El punto de encuentro era un buzón de Milford Place, dos manzanas más allá
de Boston Road. El tipo que estaba junto al buzón no se molestó ni en hacerles
señas. No quiso sentarse en el asiento trasero, el “asiento del comisionado”.
Se sentó delante con ellos. Sus harapos no les despistaron: Isaac era un genio
del disfraz. Pero su hedor era espeluznante. Lyman, que iba sentado en medio,
tuvo que volver la cara. Kelp, que ya había trabajado en un refugio de
indigentes durante un trabajo de campo para la John Jay, tenía más experiencia
con personas sin lavar. Lanzó la primera pregunta:
—¿Voy demasiado deprisa, Jefe?
Isaac le gruñó.
—No me llames jefe.
—¿Quiere que frene un poco, inspector Sidel?
—Soy Isaac. Simplemente Isaac. Conduce como quieras.

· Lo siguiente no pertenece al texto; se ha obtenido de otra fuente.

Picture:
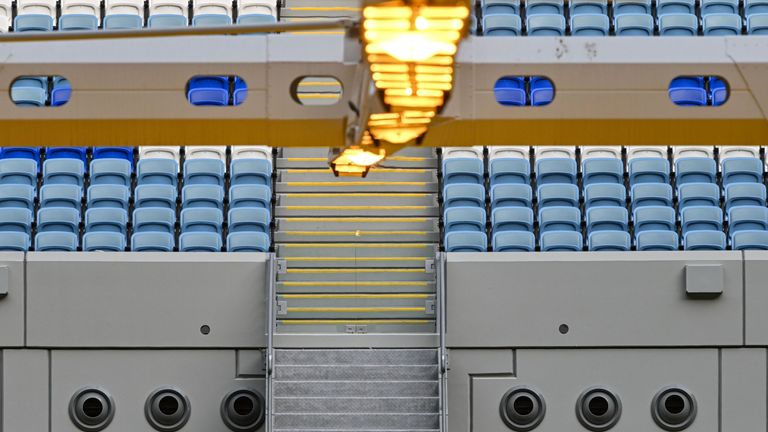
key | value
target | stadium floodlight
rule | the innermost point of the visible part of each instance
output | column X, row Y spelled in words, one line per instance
column 410, row 47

Kelp sigió conduciendo, mirándose en el retrovisor muy ufano: los
investigadores habían exagerado la reputación de Isaac. No era más que un
gordinflas de patillas descuidadas y medio calvo. Un subinspector jefe
deshonrado que se hundía en la miseria de su exilio en el Bronx. Kelp se
alegraba ahora de no haber sido nunca uno de los ángeles de Isaac. En la mente
de Kelp, Pimloe empezó a ganar puntos. Pimloe tenía educación. Pimloe tenía un
anillo de Harvard. Pimloe no tenía capas de grasa bajo la barbilla. Pimloe se
mostraba respetuoso con los novatos. Él no te humillaba sentándose adelante.
Fueron avanzando hacia Manhattan en silencio. Increíble, pensaba Lyman,
temeroso de decir nada. La peste le obligaba a meter la nariz en el hombro de
Kelp. Kelp se alegraba de la reserva de Isaac. No quería discutir cuestiones
tácticas con un poli de doble papada.